The Iowa state legislature will again be considering Governor Reynolds’s private school voucher bill, designed to shift $55 million in taxpayer funds from public schools to 10,000 private school tuition assistance scholarships, which failed to pass in the House last year.
Although Governor Reynolds claims this legislation will provide “school choice,” I question that statement.

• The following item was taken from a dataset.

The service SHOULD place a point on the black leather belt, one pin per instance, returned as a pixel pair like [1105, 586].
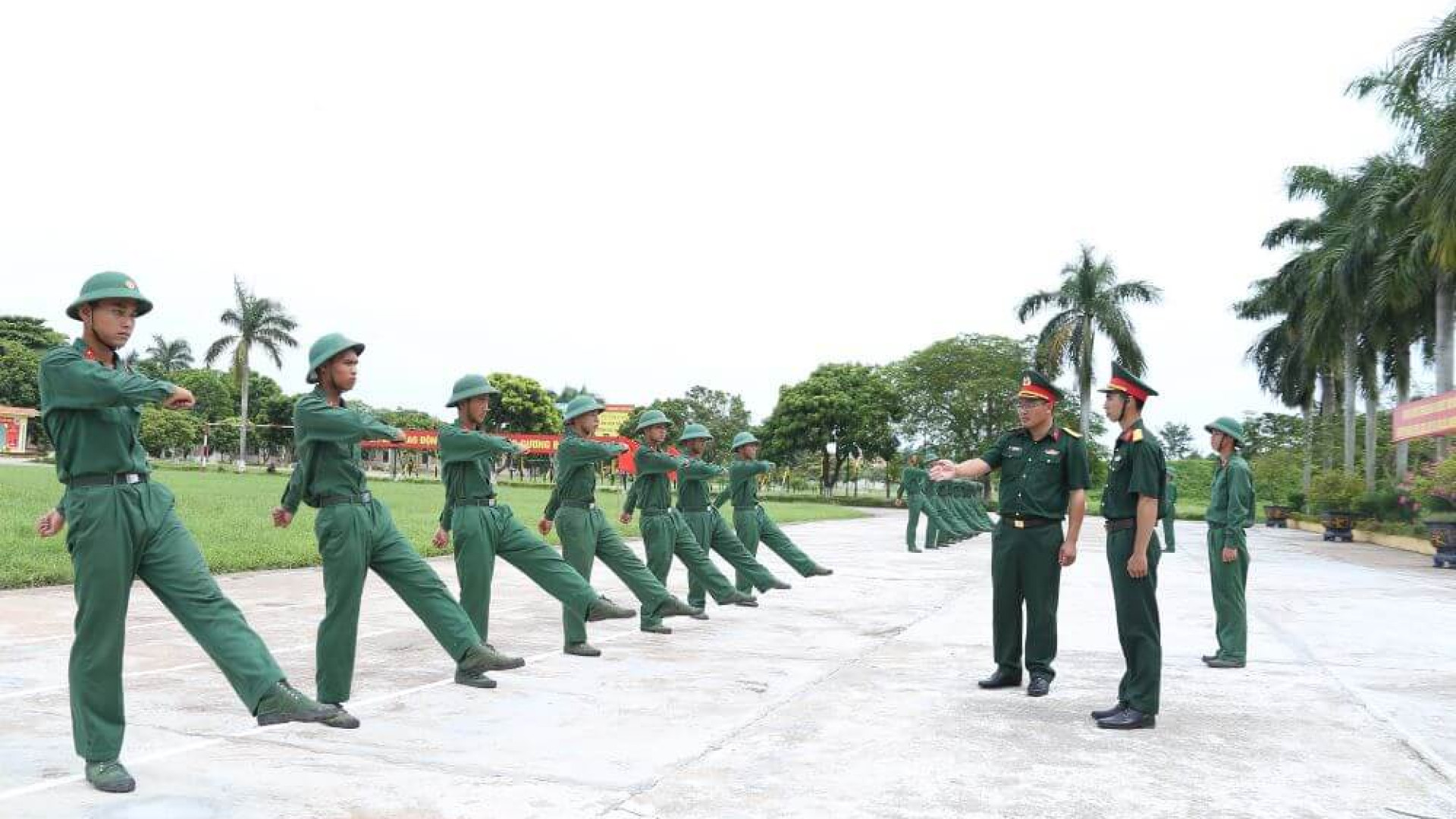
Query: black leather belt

First, Iowa students already have school choice, thanks to Iowa’s broad open enrollment policies. Second, such a law would fail to make school choice more available to all Iowans. Of the 99 Iowa counties, 42 do not contain any private schools. 55 do not contain a private school that serves grades 7-8, and 77 do not contain a private school that serves grades 9-12.
Meanwhile, who would be harmed by this voucher program?
The 1,600 public schools in Iowa, and the 481,000 students who attend those schools, would lose $55 million allocated to them in the state’s education budget. Our public schools would be hard-pressed to weather such a loss. This past year, the state education budget was increased by a mere 2.5 percent, even as schools faced the challenges of helping students recover from a pandemic year of remote learning.
Having attended private Catholic schools and taught in public high schools, I understand both sides of this issue, but for me the choice is clear: taxpayer money should be invested in the public schools that serve 93.5 percent of Iowa’s schoolchildren.